Skewbald Breeding in The Park

Cousins, Mikey Coffey (left) and Robert O'Brien pictured breeding their Skewbald ponies at St. Stephen's Park on Friday evening. ©Photograph: John Reidy
Cousins, Mikey Coffey (left) and Robert O’Brien pictured breeding their Skewbald ponies at St. Stephen’s Park on Friday evening. ©Photograph: John Reidy

Traditionally bred hunter / jumper Skewbald (Brown and White) and Piebald (Black and White)  are fetching prices now from €5K to €10K and you’ll get nothing in that line for less that €1K.

I just happened upon a breeding session in the O’Brien yard on Friday evening. It’s nothing Goffs will fret about as the session in question was held just off the Pound Road in Stephen’s Park here in Castleisland.

However, there is an Irish Piebald & Skewbald Association set up in Ireland since the early 1990s.

Its formation was seen as a coming together of like minded coloured horse breeders and loosely operated as an Irish branch of the British Skewbald & Piebald Association.

Over the years registration numbers continue to grow and the association is filling the need to further enhance the services offered to owner / breeders.  In 2011 they got approval to issue equine identity documents suitable for all horses.

In light of the economic conditions they have substantially reduced registration fees for the recent seasons. In March 2014 they were approved for the first time to establish and promote The Irish Donkey Studbook.

The breeds are known as Paint Horses in America and they have quite a history there.

As settlement spread to North America the Indians, by trading and stealing them,  adapted themselves easily to the coloured horse. Because they had an eye for anything bright or colourful, the Indians sought out the painted horse.

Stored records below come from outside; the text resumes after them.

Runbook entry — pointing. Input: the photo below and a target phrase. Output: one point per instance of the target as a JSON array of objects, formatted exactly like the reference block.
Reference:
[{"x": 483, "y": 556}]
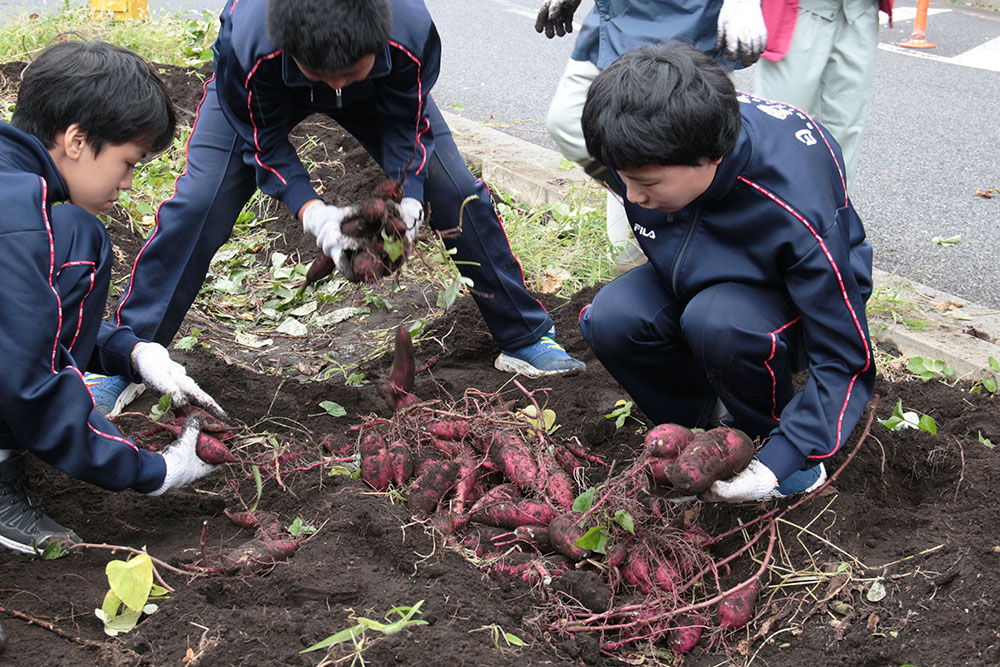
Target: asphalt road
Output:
[{"x": 932, "y": 140}]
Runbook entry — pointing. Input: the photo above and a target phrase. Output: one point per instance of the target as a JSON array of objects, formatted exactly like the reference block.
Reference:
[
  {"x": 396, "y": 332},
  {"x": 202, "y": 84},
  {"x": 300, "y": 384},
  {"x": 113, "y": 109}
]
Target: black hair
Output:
[
  {"x": 666, "y": 104},
  {"x": 113, "y": 94},
  {"x": 327, "y": 35}
]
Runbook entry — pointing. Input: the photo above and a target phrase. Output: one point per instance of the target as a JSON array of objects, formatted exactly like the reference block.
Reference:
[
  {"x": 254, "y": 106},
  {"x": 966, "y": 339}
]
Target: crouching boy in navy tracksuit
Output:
[
  {"x": 758, "y": 266},
  {"x": 369, "y": 65},
  {"x": 85, "y": 114}
]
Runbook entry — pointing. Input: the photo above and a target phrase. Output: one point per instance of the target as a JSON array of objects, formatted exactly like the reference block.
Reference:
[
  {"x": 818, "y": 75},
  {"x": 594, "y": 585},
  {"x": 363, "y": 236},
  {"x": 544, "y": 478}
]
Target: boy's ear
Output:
[{"x": 74, "y": 140}]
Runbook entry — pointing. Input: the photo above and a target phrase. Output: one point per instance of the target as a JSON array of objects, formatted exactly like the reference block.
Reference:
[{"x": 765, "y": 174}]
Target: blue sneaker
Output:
[
  {"x": 802, "y": 481},
  {"x": 546, "y": 357},
  {"x": 112, "y": 392}
]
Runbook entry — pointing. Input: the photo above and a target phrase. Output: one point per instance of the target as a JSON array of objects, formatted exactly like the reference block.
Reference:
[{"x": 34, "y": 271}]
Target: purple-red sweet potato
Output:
[
  {"x": 376, "y": 467},
  {"x": 736, "y": 609},
  {"x": 256, "y": 555},
  {"x": 428, "y": 489},
  {"x": 712, "y": 455},
  {"x": 449, "y": 429},
  {"x": 667, "y": 441},
  {"x": 564, "y": 531},
  {"x": 400, "y": 463},
  {"x": 514, "y": 460}
]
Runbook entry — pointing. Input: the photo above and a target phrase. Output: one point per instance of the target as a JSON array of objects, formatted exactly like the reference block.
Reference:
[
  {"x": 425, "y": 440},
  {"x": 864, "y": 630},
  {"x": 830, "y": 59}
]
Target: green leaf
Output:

To them the horse was more than a war horse or a means of travel. He was a medium of exchange and a status symbol.

The Paint Horse has always been associated with the Indian in legends, stories and songs. At the siege of the Alamo, at the Fetterman massacre, at the Battle of the Little Big Horn, the Paint Horse was there.

If what I encountered on St. Stephen’s Park isn’t traditional breeding then I don’t know what is.

Irish Traveller communities are now the traditional keepers of the Skewbald flame in Ireland. They labelled Friday evening’s exercise here as: “A Big Fat Gypsy Wedding” to curious passers by and just went on with the show as countless numbers of their ancestors would have done for generations before them.